Getting started
Fitting a data to a user defined model
refnx can examine most curve fitting problems. Here we demonstrate a fit to a simple user defined model. This line example is taken from the emcee documentation and the reader is referred to that link for more detailed explanation. The errorbars are underestimated, and the modelling will account for that.
To use refnx we need first need to create a dataset. We create a synthetic dataset
%matplotlib inline
import numpy as np
rng = np.random.default_rng(1220289787)
# Choose the "true" parameters.
m_true = -0.9594
b_true = 4.294
f_true = 0.534
N = 50
x = np.sort(10 * rng.uniform(size=N))
yerr = 0.1 + 0.5 * rng.uniform(size=N)
y = m_true * x + b_true
y += np.abs(f_true * y) * rng.normal(size=N)
y += yerr * rng.normal(size=N)
We create a Data1D
object from this synthetic data:
from refnx.dataset import Data1D
data = Data1D(data=(x, y, yerr))
Then we need to set up a generative model. Firstly we write a fit-function that returns our straight line model. The Parameter
objects describe the parameters we’re going to use in the fit. We give the parameters values, names, and specify their limits. The parameters are combined into a Parameters
set, p
, using the or operator.
Then we create a Model
object from our parameter set and the fit-function.
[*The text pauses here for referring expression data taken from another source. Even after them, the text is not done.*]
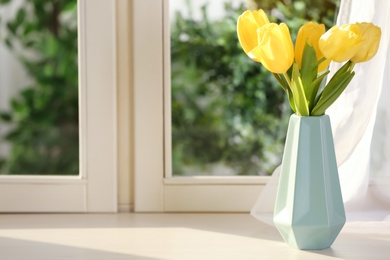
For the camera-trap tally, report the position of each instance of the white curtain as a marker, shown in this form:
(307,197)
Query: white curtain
(360,121)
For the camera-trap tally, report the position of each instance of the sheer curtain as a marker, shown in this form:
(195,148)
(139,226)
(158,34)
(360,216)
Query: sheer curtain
(361,127)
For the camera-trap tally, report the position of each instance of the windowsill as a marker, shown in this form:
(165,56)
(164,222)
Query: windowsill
(172,236)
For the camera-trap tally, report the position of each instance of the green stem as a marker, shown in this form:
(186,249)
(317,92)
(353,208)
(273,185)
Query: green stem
(287,78)
(351,66)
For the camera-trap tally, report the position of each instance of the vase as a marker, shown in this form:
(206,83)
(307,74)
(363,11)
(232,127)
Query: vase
(309,210)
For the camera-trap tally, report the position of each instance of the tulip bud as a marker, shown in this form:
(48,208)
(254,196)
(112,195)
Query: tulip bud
(340,43)
(247,25)
(275,49)
(371,36)
(310,32)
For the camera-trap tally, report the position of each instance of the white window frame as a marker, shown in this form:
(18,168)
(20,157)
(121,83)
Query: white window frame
(155,188)
(95,189)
from refnx.analysis import Parameter, Model
def line(x, params, *args, **kwds):
p_arr = np.array(params)
return p_arr[0] + x * p_arr[1]
# the model needs parameters
p = Parameter(1, "b", vary=True, bounds=(0, 10))
p |= Parameter(-2, "m", vary=True, bounds=(-5, 0.5))
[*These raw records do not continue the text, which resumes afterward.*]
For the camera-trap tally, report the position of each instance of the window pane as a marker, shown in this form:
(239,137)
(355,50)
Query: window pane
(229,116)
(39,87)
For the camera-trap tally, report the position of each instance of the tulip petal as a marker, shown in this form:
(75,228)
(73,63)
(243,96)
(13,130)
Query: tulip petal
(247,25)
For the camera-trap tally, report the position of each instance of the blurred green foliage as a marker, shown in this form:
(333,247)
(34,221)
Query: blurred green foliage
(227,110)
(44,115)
model = Model(p, fitfunc=line)
We set lower and upper limits on each of the parameters. This means that the log-prior probability from those parameters is described by a uniform distribution. Only solutions which have finite probability (i.e. lie between the limits) will be considered by the fit/sampler.
# ln(1 / 10)
# a value lying outside the limits is not possible
print(p[0].logp(1), p[0].logp(-1))
-2.3025850929940455 -inf
It’s not required to give each parameter bounds unless the fit method requires it. The bounds do not have to be from a uniform distribution, any of the scipy.stats.rv_continuous
distributions can be used:
import scipy.stats as stats
# a normal distribution of mean 5 and standard deviation 1.
p[0].bounds = stats.norm(5, 1)
Now we create an Objective
from the model and the data. We use an extra parameter, lnsigma
, to describe the underestimated error bars. Objectives use the model and data to calculate statistics about the curve fitting system.
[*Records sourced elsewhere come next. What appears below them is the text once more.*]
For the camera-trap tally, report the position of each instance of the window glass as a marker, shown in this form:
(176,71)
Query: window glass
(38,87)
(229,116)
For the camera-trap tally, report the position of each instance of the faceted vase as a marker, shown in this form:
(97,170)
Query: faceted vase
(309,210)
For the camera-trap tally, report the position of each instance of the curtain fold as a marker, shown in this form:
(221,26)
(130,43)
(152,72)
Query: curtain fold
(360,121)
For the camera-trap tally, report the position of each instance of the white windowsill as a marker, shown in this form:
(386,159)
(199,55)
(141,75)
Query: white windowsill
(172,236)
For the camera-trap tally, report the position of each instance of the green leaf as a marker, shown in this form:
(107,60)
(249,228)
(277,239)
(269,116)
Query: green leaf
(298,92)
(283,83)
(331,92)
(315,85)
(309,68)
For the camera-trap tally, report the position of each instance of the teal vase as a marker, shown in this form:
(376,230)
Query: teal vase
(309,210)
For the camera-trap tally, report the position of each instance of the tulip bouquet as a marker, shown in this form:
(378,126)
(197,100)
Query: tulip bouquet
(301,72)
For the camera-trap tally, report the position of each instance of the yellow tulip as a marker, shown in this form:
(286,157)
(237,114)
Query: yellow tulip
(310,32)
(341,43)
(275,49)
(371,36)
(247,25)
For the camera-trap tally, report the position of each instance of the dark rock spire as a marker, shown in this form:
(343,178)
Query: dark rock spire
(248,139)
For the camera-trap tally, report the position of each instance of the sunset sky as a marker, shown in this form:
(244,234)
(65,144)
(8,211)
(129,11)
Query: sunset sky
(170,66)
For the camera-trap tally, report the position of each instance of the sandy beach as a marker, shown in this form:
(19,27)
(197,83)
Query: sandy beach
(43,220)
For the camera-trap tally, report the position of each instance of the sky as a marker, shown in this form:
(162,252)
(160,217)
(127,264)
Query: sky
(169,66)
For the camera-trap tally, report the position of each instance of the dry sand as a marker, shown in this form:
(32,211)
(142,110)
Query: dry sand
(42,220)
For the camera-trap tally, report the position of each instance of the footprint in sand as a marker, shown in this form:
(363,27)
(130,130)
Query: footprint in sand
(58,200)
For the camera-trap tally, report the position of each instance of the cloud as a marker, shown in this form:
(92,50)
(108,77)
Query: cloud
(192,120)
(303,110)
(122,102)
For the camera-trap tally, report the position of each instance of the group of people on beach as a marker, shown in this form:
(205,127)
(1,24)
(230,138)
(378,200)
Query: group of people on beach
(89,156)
from refnx.analysis import Objective
lnf = Parameter(0, "lnf", vary=True, bounds=(-10, 1))
objective = Objective(model, data, lnsigma=lnf)
print(objective.chisqr(), objective.logp(), objective.logl(), objective.logpost())
631.1788336329323 -6.405228458030841 -440.09147816937787 -446.4967066274087
Then a CurveFitter
is created from the Objective
. This is responsible for doing all the curvefitting/Bayesian sampling. Let’s do a quick fit using Differential Evolution.
from refnx.analysis import CurveFitter
fitter = CurveFitter(objective)
fitter.fit("differential_evolution");
61.78059283607564: : 20it [00:00, 454.06it/s]
In the final output of the sampling each varying parameter is given a set of statistics. Parameter.value
is the median of the chain samples. Parameter.stderr
is half the [15, 85] percentile, representing a standard deviation.
print(objective)
objective.plot();
________________________________________________________________________________
Objective - 4829246960
Dataset = <None>, 50 points
datapoints = 50
chi2 = 45.7316726401658
Weighted = True
Transform = None
________________________________________________________________________________
Parameters: None
<Parameter: 'b' , value=4.74604 +/- 0.261, bounds=[0.0, 10.0]>
<Parameter: 'm' , value=-1.09134 +/- 0.0598, bounds=[-5.0, 0.5]>
<Parameter: 'lnf' , value=-1.16894 +/- 0.202, bounds=[-10.0, 1.0]>
The trouble with a single fit that minimises $\chi^2$ is that it doesn’t reveal the range of solutions that are consistent with the data. It also assumes that the parameter uncertainties will be normally distributed and uni-modal. To investigate the parameter probability distributions we need to use MCMC to sample the posterior probability distribution of the system.
Note: pool=
specifies that no parallelisation is done during sampling. On platforms that use spawn
for multiprocessing special precautions must be used when using pool > 1
.
fitter.sample(1000, pool=1);
100%|█████████████████████████████████████████████████████████████████████████████████████████████████████████████| 1000/1000 [00:04<00:00, 220.15it/s]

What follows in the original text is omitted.